Example 3—First step toward translanguaging practices in mathematics lessons

Mrs. Mohammadi had immigrated to Germany several years ago. She spoke Farsi, German, and English and had a basic knowledge of Arabic. In the classroom, her language skills proved to be very useful as many of her students spoke Arabic, Farsi, or basic English (see Lüssenhop & Stuhlmann, 2023). The strategies used by her exemplify the argument that multilingual teachers are more likely to value and incorporate their students’ multilingual repertoires in mathematics learning. This practice not only helps students to access mathematical content or German-language tasks but also shows appreciation for the students and facilitates translanguaging practices. For example, Mrs. Mohammadi facilitated language comparisons in the lessons by actively clarifying the meanings of mathematical words in students’ L1. She also hung up a multilingual vocabulary list, on which she wrote words in different languages and scripts, and then discussed these words with her students (language comparison). Furthermore, she grouped students in language-homogenous groups and encouraged them to use their L1 to access mathematical content and solve mathematical problems.

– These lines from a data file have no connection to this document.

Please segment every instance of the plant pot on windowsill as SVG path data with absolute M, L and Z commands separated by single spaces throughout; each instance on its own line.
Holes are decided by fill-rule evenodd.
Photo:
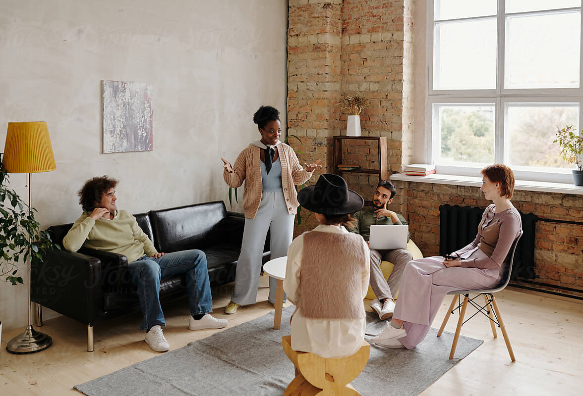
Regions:
M 573 169 L 573 181 L 575 186 L 583 186 L 583 135 L 579 133 L 574 125 L 567 125 L 562 129 L 557 128 L 557 139 L 553 140 L 559 143 L 561 155 L 568 164 L 575 164 L 577 169 Z
M 573 169 L 573 181 L 575 186 L 583 186 L 583 171 Z

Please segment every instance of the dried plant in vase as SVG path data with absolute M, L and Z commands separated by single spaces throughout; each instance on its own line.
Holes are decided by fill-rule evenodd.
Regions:
M 342 96 L 339 104 L 342 107 L 342 110 L 346 111 L 349 115 L 360 115 L 360 112 L 370 107 L 368 100 L 358 95 Z
M 346 122 L 346 136 L 360 136 L 360 112 L 370 107 L 370 102 L 362 96 L 343 96 L 339 105 L 348 113 Z

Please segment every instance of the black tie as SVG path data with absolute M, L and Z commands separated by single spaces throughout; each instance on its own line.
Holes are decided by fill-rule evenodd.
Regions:
M 273 147 L 268 147 L 265 150 L 265 173 L 269 174 L 271 170 L 271 164 L 273 162 L 273 155 L 275 155 L 275 150 Z

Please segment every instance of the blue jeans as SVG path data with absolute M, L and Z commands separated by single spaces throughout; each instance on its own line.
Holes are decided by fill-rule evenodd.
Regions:
M 160 280 L 180 274 L 186 274 L 190 314 L 212 312 L 206 256 L 198 250 L 182 250 L 164 254 L 159 259 L 144 256 L 128 265 L 132 281 L 138 287 L 143 320 L 140 330 L 148 330 L 158 324 L 166 326 L 160 305 Z

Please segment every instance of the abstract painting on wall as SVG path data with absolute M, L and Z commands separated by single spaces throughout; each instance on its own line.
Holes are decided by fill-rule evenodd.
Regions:
M 103 152 L 153 149 L 152 85 L 104 80 Z

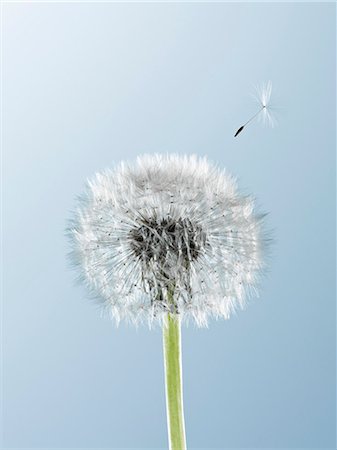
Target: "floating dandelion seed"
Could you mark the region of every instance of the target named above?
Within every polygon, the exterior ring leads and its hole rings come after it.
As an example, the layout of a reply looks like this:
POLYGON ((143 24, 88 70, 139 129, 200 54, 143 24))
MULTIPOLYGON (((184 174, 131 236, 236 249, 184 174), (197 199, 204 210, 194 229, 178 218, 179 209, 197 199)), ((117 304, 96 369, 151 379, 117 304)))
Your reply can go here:
POLYGON ((271 105, 270 105, 270 97, 272 92, 271 81, 263 83, 261 86, 257 86, 255 88, 255 91, 256 93, 253 94, 253 97, 260 105, 260 109, 236 131, 234 137, 240 134, 241 131, 243 131, 243 129, 245 128, 245 126, 248 125, 255 118, 259 118, 264 124, 268 124, 271 127, 274 127, 275 125, 275 118, 271 113, 271 105))
POLYGON ((266 236, 254 201, 196 156, 144 155, 88 182, 68 230, 112 318, 163 326, 171 449, 185 449, 180 325, 228 319, 255 294, 266 236))

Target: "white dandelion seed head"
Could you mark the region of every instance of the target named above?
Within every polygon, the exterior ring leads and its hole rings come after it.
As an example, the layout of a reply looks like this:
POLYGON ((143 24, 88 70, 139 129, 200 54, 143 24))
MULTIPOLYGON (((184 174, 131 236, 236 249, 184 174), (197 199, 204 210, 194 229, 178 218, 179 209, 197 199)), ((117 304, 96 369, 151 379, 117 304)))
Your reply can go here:
POLYGON ((234 178, 195 155, 143 155, 87 183, 68 234, 81 278, 111 316, 202 326, 257 294, 266 236, 234 178))
POLYGON ((255 92, 253 94, 253 97, 262 108, 261 113, 259 114, 259 120, 263 124, 269 125, 272 128, 274 128, 274 126, 276 125, 276 118, 272 112, 273 106, 271 105, 270 102, 272 93, 272 82, 270 80, 264 82, 259 86, 255 86, 254 90, 255 92))

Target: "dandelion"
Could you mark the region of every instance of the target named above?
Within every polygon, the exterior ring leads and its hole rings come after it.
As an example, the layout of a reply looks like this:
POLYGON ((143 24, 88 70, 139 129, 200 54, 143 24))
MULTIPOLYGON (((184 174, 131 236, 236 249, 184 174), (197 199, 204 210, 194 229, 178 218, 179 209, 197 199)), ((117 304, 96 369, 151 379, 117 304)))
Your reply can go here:
POLYGON ((144 155, 88 182, 68 233, 81 279, 117 323, 163 327, 169 445, 185 449, 181 323, 228 319, 257 293, 263 216, 206 158, 144 155))
POLYGON ((253 94, 253 98, 260 105, 260 109, 249 120, 247 120, 247 122, 244 125, 242 125, 237 130, 234 137, 240 134, 241 131, 243 131, 244 127, 248 125, 250 122, 252 122, 252 120, 254 120, 255 118, 259 118, 262 123, 270 125, 271 127, 275 126, 276 123, 275 117, 271 113, 271 104, 270 104, 271 91, 272 91, 271 81, 263 83, 261 86, 255 87, 255 93, 253 94))

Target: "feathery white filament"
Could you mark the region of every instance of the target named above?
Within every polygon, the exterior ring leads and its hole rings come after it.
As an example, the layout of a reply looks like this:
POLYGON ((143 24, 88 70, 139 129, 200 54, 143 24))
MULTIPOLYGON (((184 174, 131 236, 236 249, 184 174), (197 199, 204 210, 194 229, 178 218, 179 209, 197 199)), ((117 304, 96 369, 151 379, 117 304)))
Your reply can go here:
POLYGON ((271 112, 271 104, 270 104, 272 82, 268 81, 266 83, 262 83, 260 86, 256 86, 255 91, 256 93, 253 94, 253 97, 261 106, 261 113, 258 115, 259 120, 262 123, 269 125, 273 128, 276 124, 276 119, 271 112))
POLYGON ((96 174, 68 233, 82 280, 117 322, 229 318, 263 267, 253 199, 195 155, 143 155, 96 174))

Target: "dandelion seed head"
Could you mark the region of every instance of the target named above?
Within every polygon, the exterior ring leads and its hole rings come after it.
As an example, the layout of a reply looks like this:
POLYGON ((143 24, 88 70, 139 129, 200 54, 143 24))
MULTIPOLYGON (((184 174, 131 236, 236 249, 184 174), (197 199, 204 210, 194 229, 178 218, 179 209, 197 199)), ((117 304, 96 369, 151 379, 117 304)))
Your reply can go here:
POLYGON ((143 155, 88 181, 68 235, 81 280, 117 322, 168 312, 204 326, 257 294, 267 237, 254 200, 195 155, 143 155))

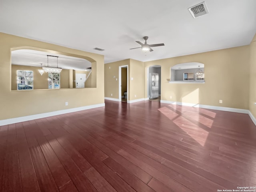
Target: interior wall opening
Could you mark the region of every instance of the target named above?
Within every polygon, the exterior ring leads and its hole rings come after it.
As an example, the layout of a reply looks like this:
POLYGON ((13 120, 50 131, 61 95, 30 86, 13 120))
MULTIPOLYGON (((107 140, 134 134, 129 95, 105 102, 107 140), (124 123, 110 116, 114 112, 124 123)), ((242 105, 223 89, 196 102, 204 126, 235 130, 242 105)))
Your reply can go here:
POLYGON ((96 87, 96 62, 60 53, 12 50, 11 90, 96 87))
POLYGON ((119 101, 127 102, 128 97, 128 66, 120 66, 119 101))
POLYGON ((149 67, 148 74, 148 96, 150 100, 160 102, 161 100, 161 66, 149 67))

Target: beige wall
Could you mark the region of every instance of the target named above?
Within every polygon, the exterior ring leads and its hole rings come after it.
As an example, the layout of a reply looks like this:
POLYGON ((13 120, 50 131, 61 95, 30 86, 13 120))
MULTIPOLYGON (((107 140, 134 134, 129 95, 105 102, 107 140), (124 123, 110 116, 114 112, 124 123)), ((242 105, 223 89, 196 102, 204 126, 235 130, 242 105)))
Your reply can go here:
POLYGON ((132 59, 105 64, 105 96, 118 99, 119 67, 123 65, 128 65, 128 100, 144 98, 144 63, 132 59))
MULTIPOLYGON (((129 72, 130 62, 130 59, 126 59, 105 64, 105 80, 104 82, 105 84, 105 96, 106 97, 118 99, 119 67, 122 65, 127 65, 128 66, 128 71, 129 72), (113 76, 115 76, 115 77, 114 78, 113 76), (116 80, 117 78, 117 81, 116 80), (111 94, 112 94, 112 96, 111 96, 111 94)), ((129 76, 129 74, 128 75, 129 76)), ((129 99, 129 97, 128 97, 128 99, 129 99)))
POLYGON ((4 82, 0 84, 0 120, 103 103, 104 69, 102 55, 0 33, 0 81, 4 82), (95 68, 97 78, 94 77, 92 84, 97 87, 11 90, 11 51, 21 49, 79 57, 93 62, 92 67, 95 68))
POLYGON ((144 63, 141 61, 131 59, 130 66, 128 71, 130 76, 129 78, 129 84, 130 88, 128 92, 130 96, 129 100, 146 98, 147 97, 145 96, 144 89, 143 89, 143 87, 146 84, 144 63), (132 78, 133 78, 133 80, 131 79, 132 78))
POLYGON ((256 34, 250 45, 250 71, 249 110, 256 117, 256 34))
POLYGON ((145 62, 145 71, 150 66, 161 66, 162 100, 248 109, 249 53, 246 46, 150 61, 145 62), (204 64, 205 83, 169 83, 170 67, 189 62, 204 64))

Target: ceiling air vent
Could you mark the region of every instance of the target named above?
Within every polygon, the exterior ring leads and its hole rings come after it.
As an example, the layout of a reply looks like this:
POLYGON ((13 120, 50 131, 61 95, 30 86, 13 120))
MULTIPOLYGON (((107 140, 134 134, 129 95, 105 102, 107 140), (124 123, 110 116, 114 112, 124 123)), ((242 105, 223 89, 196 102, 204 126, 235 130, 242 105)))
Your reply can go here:
POLYGON ((188 8, 188 10, 194 18, 200 17, 209 13, 205 2, 188 8))
POLYGON ((104 49, 101 49, 100 48, 98 48, 98 47, 96 47, 94 48, 93 49, 95 49, 95 50, 98 50, 98 51, 104 51, 104 49))

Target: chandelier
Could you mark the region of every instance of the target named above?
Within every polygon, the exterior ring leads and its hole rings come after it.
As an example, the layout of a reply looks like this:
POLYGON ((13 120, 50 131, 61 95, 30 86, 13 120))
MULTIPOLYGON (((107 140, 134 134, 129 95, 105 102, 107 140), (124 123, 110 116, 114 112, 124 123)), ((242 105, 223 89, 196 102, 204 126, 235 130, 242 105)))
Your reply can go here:
POLYGON ((41 63, 41 69, 38 69, 38 71, 39 72, 39 73, 40 73, 40 74, 41 74, 41 76, 43 75, 43 74, 44 72, 44 70, 42 68, 42 64, 41 63))
POLYGON ((58 58, 57 56, 53 56, 52 55, 47 55, 47 66, 43 67, 43 69, 46 73, 60 73, 62 68, 58 67, 58 58), (49 67, 49 57, 54 57, 57 58, 57 67, 49 67))
POLYGON ((200 69, 200 66, 198 66, 198 69, 196 72, 196 79, 198 79, 199 78, 202 78, 204 76, 204 72, 200 69))

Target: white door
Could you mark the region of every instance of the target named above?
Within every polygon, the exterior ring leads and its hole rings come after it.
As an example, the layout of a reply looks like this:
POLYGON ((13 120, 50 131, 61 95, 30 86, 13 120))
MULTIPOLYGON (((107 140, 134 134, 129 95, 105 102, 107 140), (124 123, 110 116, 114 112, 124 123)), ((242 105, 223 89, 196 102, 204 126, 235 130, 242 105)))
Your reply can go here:
POLYGON ((84 88, 84 82, 86 74, 80 73, 76 74, 76 88, 84 88))

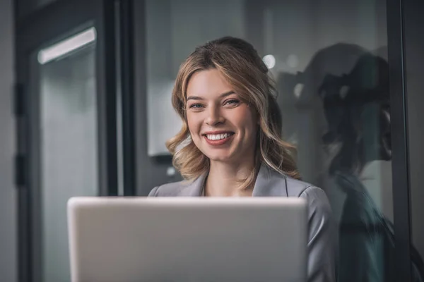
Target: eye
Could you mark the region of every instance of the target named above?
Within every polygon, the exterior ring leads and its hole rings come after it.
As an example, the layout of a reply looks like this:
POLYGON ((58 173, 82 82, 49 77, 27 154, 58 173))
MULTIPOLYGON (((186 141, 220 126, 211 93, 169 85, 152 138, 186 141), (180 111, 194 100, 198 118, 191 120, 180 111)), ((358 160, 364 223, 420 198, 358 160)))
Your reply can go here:
POLYGON ((203 107, 203 105, 199 103, 193 104, 189 106, 190 109, 200 109, 201 107, 203 107))
POLYGON ((237 106, 240 102, 237 99, 230 99, 224 102, 224 105, 237 106))

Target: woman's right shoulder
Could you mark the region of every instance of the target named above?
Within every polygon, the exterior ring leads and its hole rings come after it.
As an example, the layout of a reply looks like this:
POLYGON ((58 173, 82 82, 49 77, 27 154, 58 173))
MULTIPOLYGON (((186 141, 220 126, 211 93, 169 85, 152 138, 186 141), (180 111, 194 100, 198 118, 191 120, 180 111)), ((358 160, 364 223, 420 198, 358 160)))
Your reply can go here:
POLYGON ((187 186, 185 181, 163 184, 152 189, 148 197, 178 197, 187 186))

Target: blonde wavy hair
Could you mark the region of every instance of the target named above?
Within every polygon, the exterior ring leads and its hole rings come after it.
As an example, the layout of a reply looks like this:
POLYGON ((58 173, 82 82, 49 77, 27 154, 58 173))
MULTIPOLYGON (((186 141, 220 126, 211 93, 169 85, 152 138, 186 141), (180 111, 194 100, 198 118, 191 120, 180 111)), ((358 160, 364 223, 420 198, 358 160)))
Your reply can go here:
POLYGON ((248 103, 259 119, 255 168, 240 180, 240 188, 254 183, 262 163, 281 174, 300 179, 293 158, 295 147, 281 137, 283 122, 276 102, 273 81, 253 46, 241 39, 225 37, 196 48, 181 65, 172 92, 172 106, 181 117, 181 130, 166 142, 172 164, 187 180, 193 180, 209 169, 210 160, 194 145, 189 130, 187 90, 192 75, 215 68, 220 71, 240 99, 248 103))

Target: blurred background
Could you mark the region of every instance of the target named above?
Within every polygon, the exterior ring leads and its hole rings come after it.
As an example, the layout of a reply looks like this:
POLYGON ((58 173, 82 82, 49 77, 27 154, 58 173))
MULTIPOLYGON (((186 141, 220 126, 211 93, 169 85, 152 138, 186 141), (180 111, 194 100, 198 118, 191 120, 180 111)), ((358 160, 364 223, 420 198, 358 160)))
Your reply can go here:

The beginnings of a translanguaging practice were also evident in Mrs. Schroeder's case. She did not directly initiate this practice or refer to it as translanguaging, but it was permitted and appreciated despite her own monolingualism:

And the nice thing about the migrant class is that they help each other. If one of them sees that the other one can’t do it well, he immediately sits down, asks, “Can I sit down?,” and then they try to speak in a kind of language mix … they speak different languages.

These practices enable the promotion of the inclusion of translanguaging in the mathematics classroom and could be included in other teachers’ classrooms as well. Mrs. Mohammadi's strategies illustrate that multilingual teachers can support students’ transition into the school system because migrant teachers’ support can have an identity-building function for students. Meyer (2004) recommends that assistance from other persons with special competence be used for individual support of diverse student bodies.